Słoneczni bardzo szybko wyszli na prowadzenie i ułożyli sobie rywali. - Po bramkach Lisowskiego i Lisnyczenki prowadziliśmy 2:0. Rywale gola kontaktowego strzelili po naszym błędzie, ale później już odjechaliśmy, a dwie pozostałe bramki straciliśmy w końcówce spotkania, gdy na boisku było więcej zmienników. Gospodarze wykorzystali dwa stałe fragmenty gry. Ogólnie zagraliśmy bardzo dobry mecz. Wyglądamy coraz lepiej, forma rośnie - tłumaczy grający trener Słonecznych.
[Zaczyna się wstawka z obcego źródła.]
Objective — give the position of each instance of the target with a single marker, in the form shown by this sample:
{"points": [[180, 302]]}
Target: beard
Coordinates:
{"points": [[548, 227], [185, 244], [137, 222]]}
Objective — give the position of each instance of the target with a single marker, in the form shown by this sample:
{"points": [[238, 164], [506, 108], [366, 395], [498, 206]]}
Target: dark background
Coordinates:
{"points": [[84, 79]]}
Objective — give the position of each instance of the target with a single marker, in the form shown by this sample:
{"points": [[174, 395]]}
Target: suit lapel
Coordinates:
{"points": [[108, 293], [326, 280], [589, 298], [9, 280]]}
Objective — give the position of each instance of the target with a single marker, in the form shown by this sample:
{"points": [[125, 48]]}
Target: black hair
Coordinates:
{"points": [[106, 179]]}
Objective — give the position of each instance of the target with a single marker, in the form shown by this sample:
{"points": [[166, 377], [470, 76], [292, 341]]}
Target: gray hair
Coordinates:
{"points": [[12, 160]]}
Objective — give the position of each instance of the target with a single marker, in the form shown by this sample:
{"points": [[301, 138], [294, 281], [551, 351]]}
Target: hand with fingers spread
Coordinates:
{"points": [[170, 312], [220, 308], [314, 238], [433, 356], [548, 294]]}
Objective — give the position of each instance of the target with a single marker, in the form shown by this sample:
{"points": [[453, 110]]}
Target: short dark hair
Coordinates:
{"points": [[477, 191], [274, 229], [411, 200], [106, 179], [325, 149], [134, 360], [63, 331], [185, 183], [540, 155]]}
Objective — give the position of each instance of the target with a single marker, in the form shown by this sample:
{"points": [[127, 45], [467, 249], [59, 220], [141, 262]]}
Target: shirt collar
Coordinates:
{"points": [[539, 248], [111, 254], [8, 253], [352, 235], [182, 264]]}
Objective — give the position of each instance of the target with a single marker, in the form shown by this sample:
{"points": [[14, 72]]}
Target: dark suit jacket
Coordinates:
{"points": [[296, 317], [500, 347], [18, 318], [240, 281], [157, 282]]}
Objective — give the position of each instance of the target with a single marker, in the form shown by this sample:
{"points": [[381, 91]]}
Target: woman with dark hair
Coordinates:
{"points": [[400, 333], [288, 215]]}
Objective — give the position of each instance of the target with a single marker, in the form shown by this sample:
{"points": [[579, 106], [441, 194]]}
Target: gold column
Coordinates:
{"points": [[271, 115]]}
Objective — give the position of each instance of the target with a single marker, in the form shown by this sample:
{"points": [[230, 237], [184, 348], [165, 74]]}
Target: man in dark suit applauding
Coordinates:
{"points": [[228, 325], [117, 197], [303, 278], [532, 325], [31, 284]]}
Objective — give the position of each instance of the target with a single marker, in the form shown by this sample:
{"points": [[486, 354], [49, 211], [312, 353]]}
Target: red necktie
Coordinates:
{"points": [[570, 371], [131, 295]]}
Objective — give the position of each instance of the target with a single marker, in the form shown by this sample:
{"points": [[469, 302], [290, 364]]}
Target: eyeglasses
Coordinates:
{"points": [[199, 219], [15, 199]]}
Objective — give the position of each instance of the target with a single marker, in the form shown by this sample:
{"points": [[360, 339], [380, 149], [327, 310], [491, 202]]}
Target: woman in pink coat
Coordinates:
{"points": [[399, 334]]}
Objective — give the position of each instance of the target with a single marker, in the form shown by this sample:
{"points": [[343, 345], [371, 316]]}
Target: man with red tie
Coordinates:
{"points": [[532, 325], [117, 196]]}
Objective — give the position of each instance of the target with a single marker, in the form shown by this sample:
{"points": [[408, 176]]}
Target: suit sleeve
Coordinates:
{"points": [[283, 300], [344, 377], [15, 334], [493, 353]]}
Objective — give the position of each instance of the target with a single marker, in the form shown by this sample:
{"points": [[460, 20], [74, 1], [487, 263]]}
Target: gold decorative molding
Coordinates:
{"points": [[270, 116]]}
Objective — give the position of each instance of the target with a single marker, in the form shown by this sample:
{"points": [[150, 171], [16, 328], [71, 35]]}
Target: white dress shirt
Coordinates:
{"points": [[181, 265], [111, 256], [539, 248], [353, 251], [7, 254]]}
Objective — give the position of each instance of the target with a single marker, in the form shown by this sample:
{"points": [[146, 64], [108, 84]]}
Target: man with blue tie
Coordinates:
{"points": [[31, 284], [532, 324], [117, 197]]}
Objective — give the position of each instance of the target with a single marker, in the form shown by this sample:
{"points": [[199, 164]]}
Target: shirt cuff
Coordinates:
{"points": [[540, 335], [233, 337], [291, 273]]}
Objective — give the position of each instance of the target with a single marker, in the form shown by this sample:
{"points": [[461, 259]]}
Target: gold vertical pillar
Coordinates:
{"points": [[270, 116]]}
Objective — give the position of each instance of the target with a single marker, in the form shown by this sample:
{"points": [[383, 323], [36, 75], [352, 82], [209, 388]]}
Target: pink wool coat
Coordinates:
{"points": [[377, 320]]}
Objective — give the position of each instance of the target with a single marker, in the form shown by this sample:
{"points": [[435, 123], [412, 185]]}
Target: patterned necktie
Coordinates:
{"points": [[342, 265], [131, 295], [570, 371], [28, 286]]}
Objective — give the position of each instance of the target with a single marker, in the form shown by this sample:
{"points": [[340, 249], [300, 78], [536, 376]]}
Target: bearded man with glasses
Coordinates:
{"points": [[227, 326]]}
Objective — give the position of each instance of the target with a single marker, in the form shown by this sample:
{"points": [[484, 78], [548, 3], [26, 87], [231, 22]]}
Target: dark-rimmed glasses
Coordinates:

Kolejne dobre spotkanie w tym roku rozegrał Ukrainiec Witalij Lisnyczenko. Po dubletach w meczach z Piastem i Clearexem, w Wieliczce strzelił trzy gole. - Witek jest tam gdzie trzeba, dużo widzi, strzela. Nie jest typem zawodnika, który weźmie piłkę, objedzie kilku rywali i sam strzeli. Te sytuacje wypracowuje cała drużyna, ale trzeba go pochwalić, bo w kluczowych momentach jest tam, gdzie piłka - chwali swojego zawodnika Citko.
W Wieliczce po raz pierwszy w nowym klubie zaprezentował się nowy zawodnik białostockiego beniaminka - Michał Maciąg. - Trochę nam się temat z jego podpisaniem przeciągał, ale wreszcie się udało. Michał to mocna marka w polskim futsalu. Grał w Gattcie Zduńska Wola, razem graliśmy też w Toruniu, był też w reprezentacji Polski, konkretny zawodnik. Miał przerwę w graniu i widać, że potrzebuje czasu, żeby się zaaklimatyzować. Podobnie było z Witkiem, a teraz wszyscy widzą jak wygląda. Potrenuje trochę z nami i będzie dobrze, na pewno mocno podniesie poziom meczowej dwunastki - zapewnia Adrian Citko.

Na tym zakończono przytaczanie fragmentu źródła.